It might sound ridiculous, but I have never been able to jog on a treadmill. This is related to a past experience when I was ten, of falling off a treadmill. I fell forwards, face first, and skinned most of my legs. The carpet burn was the worst I’ve ever had. It was intolerably uncomfortable to sleep, for days on end. So now, at the ripe old age of eighteen, I thought I’d better conquer the fear, and jump back up onto the treadmill, if only to provide my gym routine with a degree of variety. Also, I’m an adult, and therefore should be able to use a simple conveyor belt, to run. A bit like a hamster in a cage, really.
So I stepped up, and firmly tied the STOP string around my wrist, to the point that it nearly cut off all circulation to my hand. I even turned the machine on. So it starts whirring, and I start walking. “This is okay,” I’m thinking. So I increase the speed, and this is when it all, inevitably, goes horribly wrong. I have to press stop, because essentially, my feet aren’t in time with the rest of me. As I’ve mentioned in a previous post, I have no rhythm, and even less grace.
So, a strategic rethink was required. I came to the conclusion that if I could hear an obtrusive beat in my ear, then I might be able to do it a little bit better. So I found the loudest Eminem track I could find, and turned it up deafeningly loud, and repeated the entire start-up process again. Following the beat seemed to mean my feet were almost able to jog. So I felt more comfortable, and as I realised I wasn’t in pain, and I was still upright (much to my surprise, and the surprise of the woman who seemed to be chuckling at my poor attempt), I decided to turn up the speed. And there I was: jogging along, at a steady pace, for a whole forty minutes. Forty minutes passed, and strangely, went really quickly. Whenever I’m in the gym, you see, time seems to slow down, and whenever I’m doing something urgent or enjoyable, it seems to pass at double its normal speed.

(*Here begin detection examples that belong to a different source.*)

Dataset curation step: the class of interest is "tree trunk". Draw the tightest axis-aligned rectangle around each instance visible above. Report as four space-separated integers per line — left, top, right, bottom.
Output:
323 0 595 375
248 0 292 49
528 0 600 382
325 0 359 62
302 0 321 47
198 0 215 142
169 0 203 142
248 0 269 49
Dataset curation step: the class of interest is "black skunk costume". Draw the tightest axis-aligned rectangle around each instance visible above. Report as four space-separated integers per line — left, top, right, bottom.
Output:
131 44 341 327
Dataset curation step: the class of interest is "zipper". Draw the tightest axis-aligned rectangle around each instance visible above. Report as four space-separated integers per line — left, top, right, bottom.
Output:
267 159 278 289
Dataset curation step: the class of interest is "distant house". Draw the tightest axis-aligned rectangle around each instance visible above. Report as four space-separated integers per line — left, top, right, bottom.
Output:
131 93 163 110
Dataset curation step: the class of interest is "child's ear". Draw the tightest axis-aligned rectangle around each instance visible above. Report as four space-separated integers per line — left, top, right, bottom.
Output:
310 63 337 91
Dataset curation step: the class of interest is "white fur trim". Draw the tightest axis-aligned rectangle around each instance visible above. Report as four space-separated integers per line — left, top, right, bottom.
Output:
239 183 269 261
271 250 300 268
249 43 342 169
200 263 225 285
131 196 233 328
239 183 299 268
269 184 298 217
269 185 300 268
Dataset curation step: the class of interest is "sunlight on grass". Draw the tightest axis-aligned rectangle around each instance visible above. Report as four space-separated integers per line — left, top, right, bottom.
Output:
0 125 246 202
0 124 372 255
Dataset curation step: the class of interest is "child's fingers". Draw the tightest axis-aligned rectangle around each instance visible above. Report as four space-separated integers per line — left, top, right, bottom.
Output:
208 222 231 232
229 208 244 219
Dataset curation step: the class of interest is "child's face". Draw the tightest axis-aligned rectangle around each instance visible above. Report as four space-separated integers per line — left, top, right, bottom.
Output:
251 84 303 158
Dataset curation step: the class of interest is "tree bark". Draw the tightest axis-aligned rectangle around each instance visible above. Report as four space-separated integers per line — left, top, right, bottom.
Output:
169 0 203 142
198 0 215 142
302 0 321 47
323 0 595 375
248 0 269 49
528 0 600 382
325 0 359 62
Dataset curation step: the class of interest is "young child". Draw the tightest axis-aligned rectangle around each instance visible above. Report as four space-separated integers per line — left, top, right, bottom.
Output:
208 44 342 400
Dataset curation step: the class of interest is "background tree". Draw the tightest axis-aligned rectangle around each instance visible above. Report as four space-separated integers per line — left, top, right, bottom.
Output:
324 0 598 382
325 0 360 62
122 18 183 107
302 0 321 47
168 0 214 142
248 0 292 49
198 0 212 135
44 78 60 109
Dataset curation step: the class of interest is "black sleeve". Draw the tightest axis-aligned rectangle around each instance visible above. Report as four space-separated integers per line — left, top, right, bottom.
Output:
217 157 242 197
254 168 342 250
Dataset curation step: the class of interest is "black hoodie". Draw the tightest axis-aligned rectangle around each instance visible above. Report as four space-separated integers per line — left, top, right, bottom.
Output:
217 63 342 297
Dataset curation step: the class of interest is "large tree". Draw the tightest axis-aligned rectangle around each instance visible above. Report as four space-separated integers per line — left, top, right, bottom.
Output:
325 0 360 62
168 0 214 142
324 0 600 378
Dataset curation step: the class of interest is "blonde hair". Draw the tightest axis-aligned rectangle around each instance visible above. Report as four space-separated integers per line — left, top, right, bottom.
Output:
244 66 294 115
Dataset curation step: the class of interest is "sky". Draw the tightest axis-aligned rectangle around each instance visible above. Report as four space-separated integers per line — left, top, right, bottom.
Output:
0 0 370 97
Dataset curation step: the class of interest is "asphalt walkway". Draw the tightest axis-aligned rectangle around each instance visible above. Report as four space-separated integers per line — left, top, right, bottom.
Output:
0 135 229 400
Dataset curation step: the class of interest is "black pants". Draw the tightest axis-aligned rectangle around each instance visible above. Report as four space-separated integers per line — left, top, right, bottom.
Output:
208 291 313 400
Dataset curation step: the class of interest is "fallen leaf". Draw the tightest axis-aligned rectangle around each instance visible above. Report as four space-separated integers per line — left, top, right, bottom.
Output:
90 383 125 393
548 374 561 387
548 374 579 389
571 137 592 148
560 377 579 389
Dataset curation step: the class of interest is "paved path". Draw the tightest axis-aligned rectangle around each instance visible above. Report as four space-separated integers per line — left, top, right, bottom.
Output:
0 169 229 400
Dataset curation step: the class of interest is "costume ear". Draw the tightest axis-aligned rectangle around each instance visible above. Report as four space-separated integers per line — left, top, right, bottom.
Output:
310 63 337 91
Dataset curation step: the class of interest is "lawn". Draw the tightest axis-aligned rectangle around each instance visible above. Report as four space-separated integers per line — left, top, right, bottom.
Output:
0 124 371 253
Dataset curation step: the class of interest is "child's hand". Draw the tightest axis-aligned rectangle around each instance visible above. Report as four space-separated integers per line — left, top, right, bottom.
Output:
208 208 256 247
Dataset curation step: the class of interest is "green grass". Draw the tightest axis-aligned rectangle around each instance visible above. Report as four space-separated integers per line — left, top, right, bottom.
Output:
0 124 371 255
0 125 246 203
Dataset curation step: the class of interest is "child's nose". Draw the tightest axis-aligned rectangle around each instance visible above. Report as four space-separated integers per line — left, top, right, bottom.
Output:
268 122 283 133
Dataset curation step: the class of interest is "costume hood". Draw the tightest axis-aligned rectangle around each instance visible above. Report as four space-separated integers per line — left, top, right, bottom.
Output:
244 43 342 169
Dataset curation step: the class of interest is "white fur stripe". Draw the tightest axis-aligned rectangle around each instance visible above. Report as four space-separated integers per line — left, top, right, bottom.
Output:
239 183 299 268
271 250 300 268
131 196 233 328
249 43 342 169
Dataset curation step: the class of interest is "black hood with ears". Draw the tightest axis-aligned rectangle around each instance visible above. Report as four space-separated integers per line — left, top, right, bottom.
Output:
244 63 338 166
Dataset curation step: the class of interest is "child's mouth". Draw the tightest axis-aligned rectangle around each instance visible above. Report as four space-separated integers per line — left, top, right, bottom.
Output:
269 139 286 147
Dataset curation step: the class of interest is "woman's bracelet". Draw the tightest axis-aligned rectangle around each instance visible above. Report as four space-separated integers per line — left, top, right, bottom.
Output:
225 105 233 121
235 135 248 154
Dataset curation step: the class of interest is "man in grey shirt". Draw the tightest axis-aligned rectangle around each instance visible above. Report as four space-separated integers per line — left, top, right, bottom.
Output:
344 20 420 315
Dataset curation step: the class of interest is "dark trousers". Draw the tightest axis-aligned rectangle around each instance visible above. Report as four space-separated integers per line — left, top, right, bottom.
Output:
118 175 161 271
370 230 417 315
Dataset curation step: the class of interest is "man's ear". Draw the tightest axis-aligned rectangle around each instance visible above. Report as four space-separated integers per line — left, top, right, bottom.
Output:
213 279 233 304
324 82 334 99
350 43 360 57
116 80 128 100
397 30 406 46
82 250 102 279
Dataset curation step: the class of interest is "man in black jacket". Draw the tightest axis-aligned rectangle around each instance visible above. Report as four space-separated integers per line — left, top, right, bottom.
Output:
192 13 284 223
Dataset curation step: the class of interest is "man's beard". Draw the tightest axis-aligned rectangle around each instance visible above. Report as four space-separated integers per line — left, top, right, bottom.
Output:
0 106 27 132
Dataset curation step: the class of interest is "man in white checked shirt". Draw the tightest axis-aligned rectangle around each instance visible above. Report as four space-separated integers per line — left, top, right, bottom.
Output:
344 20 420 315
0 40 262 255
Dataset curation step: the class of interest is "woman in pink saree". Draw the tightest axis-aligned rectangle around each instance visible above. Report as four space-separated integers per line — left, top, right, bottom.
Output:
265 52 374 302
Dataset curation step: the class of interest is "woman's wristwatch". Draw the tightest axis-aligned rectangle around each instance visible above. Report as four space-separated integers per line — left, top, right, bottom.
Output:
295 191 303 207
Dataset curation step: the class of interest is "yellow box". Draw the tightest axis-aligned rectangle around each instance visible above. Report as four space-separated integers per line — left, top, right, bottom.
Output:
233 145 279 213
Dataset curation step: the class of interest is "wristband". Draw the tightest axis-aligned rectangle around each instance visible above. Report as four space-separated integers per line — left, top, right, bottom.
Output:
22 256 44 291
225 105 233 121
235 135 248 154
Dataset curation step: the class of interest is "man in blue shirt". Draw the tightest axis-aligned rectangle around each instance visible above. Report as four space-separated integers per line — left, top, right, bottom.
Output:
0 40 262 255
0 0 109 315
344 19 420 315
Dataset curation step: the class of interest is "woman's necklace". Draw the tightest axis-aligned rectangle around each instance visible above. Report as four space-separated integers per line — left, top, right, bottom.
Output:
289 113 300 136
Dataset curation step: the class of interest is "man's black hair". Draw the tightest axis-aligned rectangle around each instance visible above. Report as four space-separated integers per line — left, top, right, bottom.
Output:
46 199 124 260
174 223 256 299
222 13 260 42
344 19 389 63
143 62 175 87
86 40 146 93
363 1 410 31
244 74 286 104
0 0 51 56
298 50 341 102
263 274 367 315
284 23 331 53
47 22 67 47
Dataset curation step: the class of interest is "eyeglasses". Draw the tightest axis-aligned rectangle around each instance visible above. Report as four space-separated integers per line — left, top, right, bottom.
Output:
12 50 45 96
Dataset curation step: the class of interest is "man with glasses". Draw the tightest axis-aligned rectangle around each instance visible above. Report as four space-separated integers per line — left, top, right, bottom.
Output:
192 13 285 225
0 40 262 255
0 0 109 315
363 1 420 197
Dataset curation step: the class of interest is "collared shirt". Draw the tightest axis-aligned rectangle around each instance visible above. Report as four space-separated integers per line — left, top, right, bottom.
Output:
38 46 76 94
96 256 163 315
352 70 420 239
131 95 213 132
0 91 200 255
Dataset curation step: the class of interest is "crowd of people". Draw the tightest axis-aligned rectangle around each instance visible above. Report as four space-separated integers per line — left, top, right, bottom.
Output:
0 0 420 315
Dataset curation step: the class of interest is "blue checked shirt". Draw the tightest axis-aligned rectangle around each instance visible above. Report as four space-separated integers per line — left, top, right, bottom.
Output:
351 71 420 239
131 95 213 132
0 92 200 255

Therefore today, I feel like I’ve accomplished something; (I have really, I finished an essay, wrote this post, and argued at length in a seminar, about the merits of feminism in the workplace) I learnt to jog. I also learnt that you shouldn’t look at the treadmill floor whilst you do it, because this will cause you to become unbalanced, and frankly, I need no help in being unbalanced. I have it down to a refined science.
The gym is a scary place, but it’s nice when the treadmill monsters have been expelled, and you can add “treadmill” to the list of gym equipment that you are no longer terrified of.